I did manage to call home and check with Diana about Alok’s health, how Amar and Asha were doing, how she was getting on, things at home and you know, stuff.  

She comforted me, telling me that all is well and how wonderful it was having Susan and Lisa with her young son just next door.  I told her about the not-so-fun time at the doctor’s office.

Fortunate for me, Morris’ wife nursed me a bit, fed me good Indian food and I was able to rest the remainder of the day and the night through.  The next two days I was really a mess.  I felt much better the third day.

In that next morning I returned to the Seafarers’ Union office to submit the doctor’s completed form and certification showing I had all the proper vaccinations.  

After what appeared to be a thorough review the staff behind the counter gave back to me all of my papers, the ID clearance card which I had previously obtained in Long Beach and my identification to include my British passport and my Green Card.

I was instructed to sit with the other fellows over in the reception area.  We would wait.
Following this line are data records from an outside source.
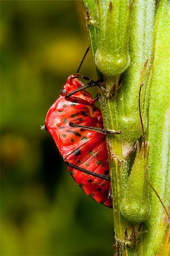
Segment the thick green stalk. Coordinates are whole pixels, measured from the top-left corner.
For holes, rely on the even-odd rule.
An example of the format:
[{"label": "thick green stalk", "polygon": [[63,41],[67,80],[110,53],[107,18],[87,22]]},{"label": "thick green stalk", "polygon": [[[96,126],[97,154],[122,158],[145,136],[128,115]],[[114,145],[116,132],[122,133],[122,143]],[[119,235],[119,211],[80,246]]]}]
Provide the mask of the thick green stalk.
[{"label": "thick green stalk", "polygon": [[[106,137],[113,199],[116,253],[156,255],[154,253],[158,252],[163,242],[166,225],[161,225],[161,231],[158,232],[164,210],[155,192],[150,189],[150,216],[154,216],[156,220],[157,225],[156,229],[160,240],[157,246],[155,245],[153,247],[156,236],[155,220],[152,217],[148,217],[151,207],[149,185],[144,174],[146,170],[149,170],[150,180],[153,181],[154,187],[157,185],[160,186],[159,195],[163,196],[167,206],[167,193],[165,191],[168,189],[169,183],[167,181],[168,134],[166,117],[168,104],[167,97],[166,100],[164,98],[165,92],[169,88],[169,82],[168,75],[166,76],[164,73],[168,73],[168,60],[164,61],[164,59],[168,51],[167,46],[170,44],[167,38],[169,27],[167,18],[168,2],[161,0],[158,3],[155,20],[154,0],[134,0],[130,2],[128,0],[84,0],[83,2],[94,61],[99,77],[102,77],[103,80],[104,90],[100,89],[100,103],[104,126],[105,129],[122,130],[121,135]],[[161,46],[161,41],[163,43]],[[162,46],[165,51],[161,49]],[[161,64],[159,65],[160,63]],[[159,84],[163,84],[164,77],[165,84],[164,83],[164,86],[159,87]],[[140,100],[142,123],[139,113],[139,92],[141,84],[144,84]],[[157,109],[157,105],[161,109]],[[159,115],[157,110],[160,110]],[[159,117],[156,120],[161,123],[160,126],[154,125],[157,115]],[[158,129],[156,129],[157,127]],[[148,135],[149,148],[146,147],[147,142],[143,146],[138,144],[138,153],[131,168],[130,153],[136,140],[139,140],[144,133],[145,140],[148,141]],[[144,139],[143,139],[144,142]],[[156,148],[155,139],[157,144]],[[159,166],[159,175],[156,171],[156,166]],[[156,217],[154,214],[157,207],[159,209],[159,215]],[[142,208],[142,210],[138,210]],[[146,220],[147,221],[144,222]],[[142,233],[138,230],[141,221],[142,230],[148,231],[148,233]],[[141,233],[139,237],[139,232]]]},{"label": "thick green stalk", "polygon": [[[170,203],[169,11],[168,1],[161,1],[157,6],[155,21],[154,60],[151,75],[148,113],[150,145],[148,177],[167,209]],[[164,251],[160,248],[168,226],[167,216],[154,191],[151,190],[151,195],[152,211],[146,222],[146,228],[149,229],[150,233],[146,234],[144,240],[146,251],[147,255],[155,255],[159,253],[159,255],[164,256]],[[170,254],[169,251],[169,244]]]}]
Little conversations took place, something to pass the time.  I noted I was the only Indian, there was a small handful of African origin gents, a couple of Irish men and the rest were American or something.  I’m guessing.  It’s not really important, is it?

My name was called and I went back up to the counter.  I was told,  “We need a waiter.”  The one agent asked if I was experienced.  I replied, ‘Yes and I have worked on a ship before.’  I was then instructed to throw in my ID card, like literally.  

It felt like a gamble; it’s the way they do it.  Other people reviewed my papers and near immediately I was accepted for the position.

Next thing is I’m being told where the ship is docked.  It was at my own expense to get to this ship.  The location is on Suisan Bay at Concord, California.  I’ve been given everything I need to report to that ship.  Grateful for the job I returned to Morris’ apartment and shared my exciting news.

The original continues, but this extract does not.